Ashley Vargas’ journals began to take poetic form before she’d even turned 10, and she hasn’t stopped writing since. Also known as Ms. AyeVee, she has been published in the Red Rock Review literary journal, the Clark: Poetry From Clark County, Nevada anthology and beyond. She’s also a spoken-word performer who has been representing Las Vegas in the prestigious International World Poetry Slam.

Vargas’ honesty and imagery come through in her words, both on the page and from the stage. A mother and business owner—of Realistic Wellness, a message therapy service—she also works to advance the literary cause in the Las Vegas Valley. She recently hosted after-school poetry workshops at Whitney Ranch Recreational Center, and is the creator of Beyond the Neon, a poetry slam that encourages people to share their work.

That competition was set to premier Downtown in March 2020, but the pandemic shutdown scuttled that. Instead, Vargas took Beyond the Neon to Instagram, and later collected the results in a Beyond the Neon Anthology, available from Zeitgeist Press (zeitgeist-press.com). This past August, the Las Vegas native coordinated a one-day poetry slam and festival at Fergusons Downtown, and the brand continues to grow.

How did you get started writing poetry?I was about 8 years old when I had my first poetry lesson in school, where they teach you the different rhyming formats … and something really clicked for me. But professionally, in terms of being published and doing spoken word competitions, I’ve been writing poetry for almost six years.

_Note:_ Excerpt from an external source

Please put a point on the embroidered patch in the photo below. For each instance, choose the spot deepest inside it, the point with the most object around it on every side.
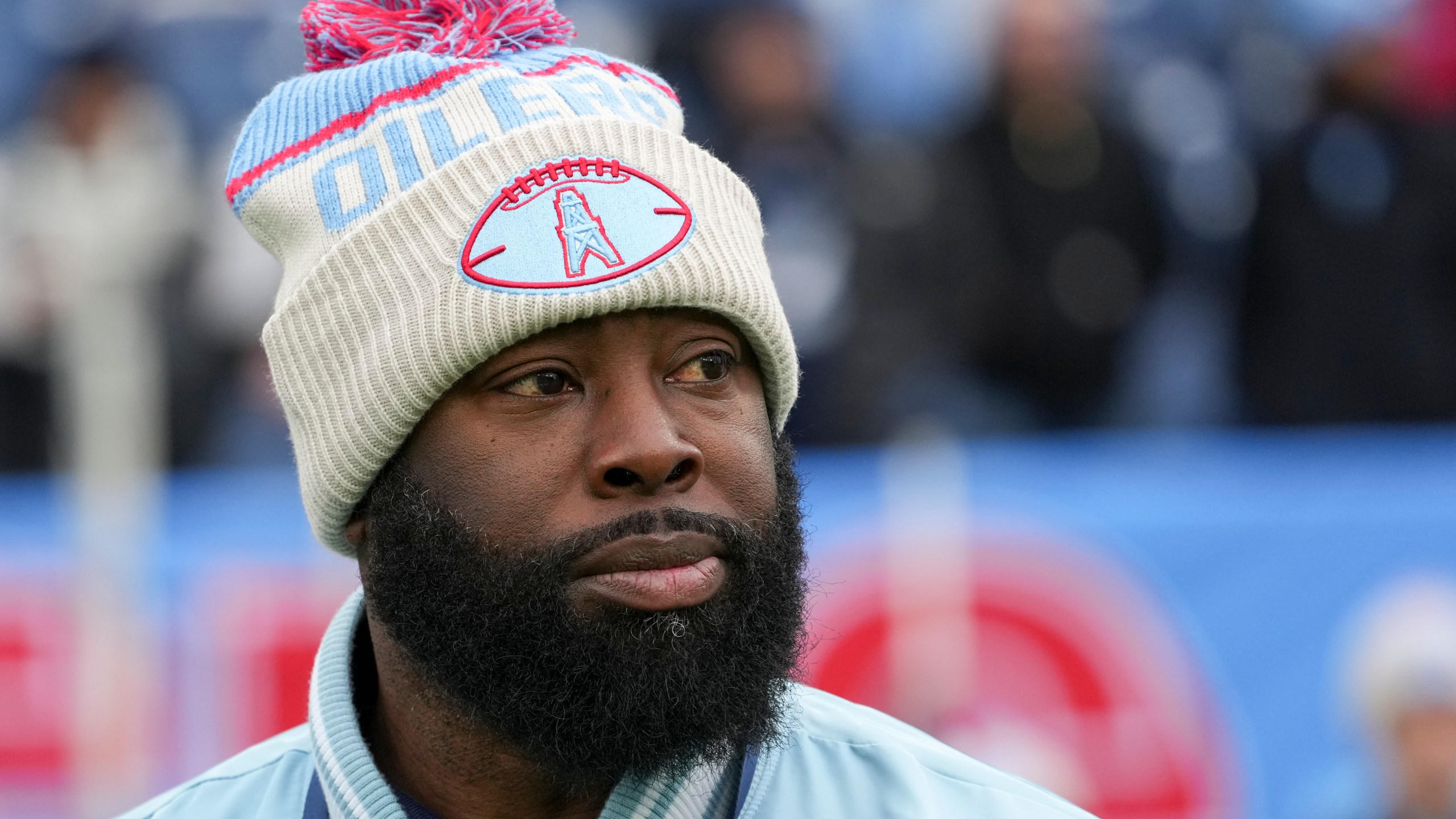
(577, 224)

Why did you decide to begin performing your poetry? I was in a really weird place in my life, going through a lot of transitions. … I was just trying to figure things out, and I started finding these old journals, diaries and folders of old poems. At the time, I was seeing a wonderful counselor, and she really encouraged me to go to an open mic and say the things that were weighing me down. I went to a wonderful open mic called Human Experience.

What was that experience like?The level of support and welcome and warmth from the Las Vegas artist community is unparalleled. It just felt so good, especially at that time in my life, so I just kept coming back. I kept going to open mics and through that unlocked this realization that, whoa, I really am I poet.

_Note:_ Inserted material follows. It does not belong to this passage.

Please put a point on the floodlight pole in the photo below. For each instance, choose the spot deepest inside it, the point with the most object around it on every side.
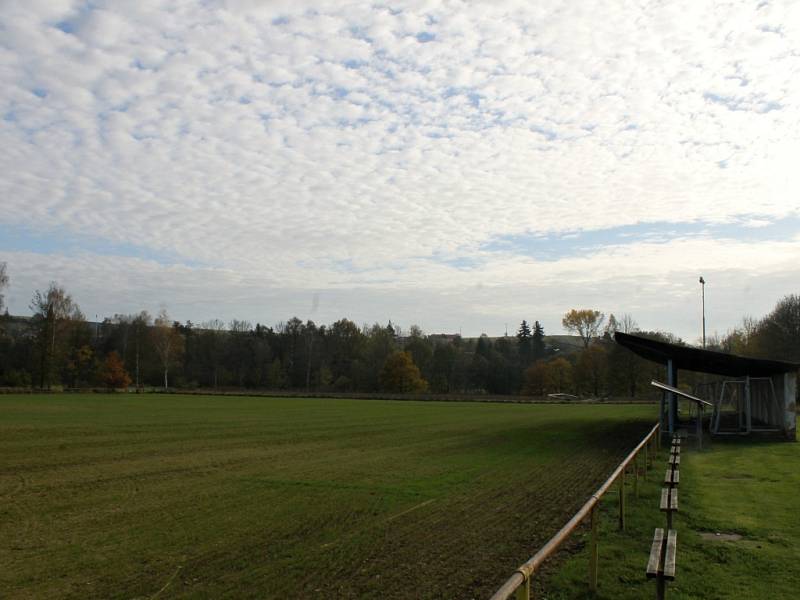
(703, 296)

Describe the recent Beyond the Neon event at Ferguson Downtown. It had three components: a book fair, which had different vendors; a reading that was hosted by Tolsun Books, [with] non-performance artists who have new books of poetry and went up and read; and then we shifted into the poetry slam. For that, we did three rounds.

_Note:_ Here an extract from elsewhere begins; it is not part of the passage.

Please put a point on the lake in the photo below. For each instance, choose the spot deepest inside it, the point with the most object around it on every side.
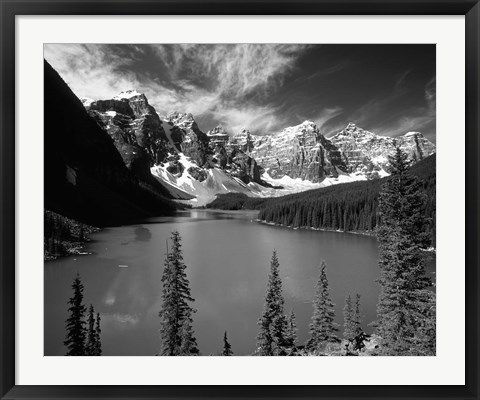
(228, 259)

What’s next for Beyond the Neon? From the success of the one-day festival, we were able to get funding from the Nevada Arts Council to do a three-day festival [in April 2022]. We’re going to continue those same three components, but we’re going to expand them. Instead of it being a four-hour festival, we’re going to do eight hours each day. We’re also going to expand on the workshop component, [to] three to four workshops per day. In August, we only had one workshop that I facilitated—basically professional poetry 101, teaching everything I could about being a professional like résumés, performance technique and contract negation. I also want to incorporate open mics, where people can just come in and read.

Will there continue to be an Instagram poetry competition, too?I’m ready to just do the [in-person] festivals, but [the Instagram version] is too successful. There has been a strong desire for us to maintain our digital content and our digital connections to people around the world. It’s bigger than Las Vegas. So, we are going to have three digital poetry slams—IG exclusive—in 2022 leading up to our three day in-person festival.

Do you feel like the community as a whole is aware of the growing poetry scene in the Valley?I’m going to have to give that a hard no. When you think of Las Vegas, you think Entertainment Capital of the World. We have all these shows, so of course you’re thinking musicians, dancers, singers, even rappers … but many people that come to my events are absolutely shocked that we have poetry this way. A lot of the work that I have done with [Beyond the Neon] is to bring that awareness.

What do you still hope to achieve? The five-year goal [would be] bringing national and international recognition to Las Vegas. I really want people to be like, “Oh, we’re going to Las Vegas, we have to make sure we check out a poetry show.” I want that to be part of the thought process. I would love—if we’re talking about personal goals—to have a residency at a casino doing poetry. [I want] to show that it’s a viable source of entertainment that deserves investment and love.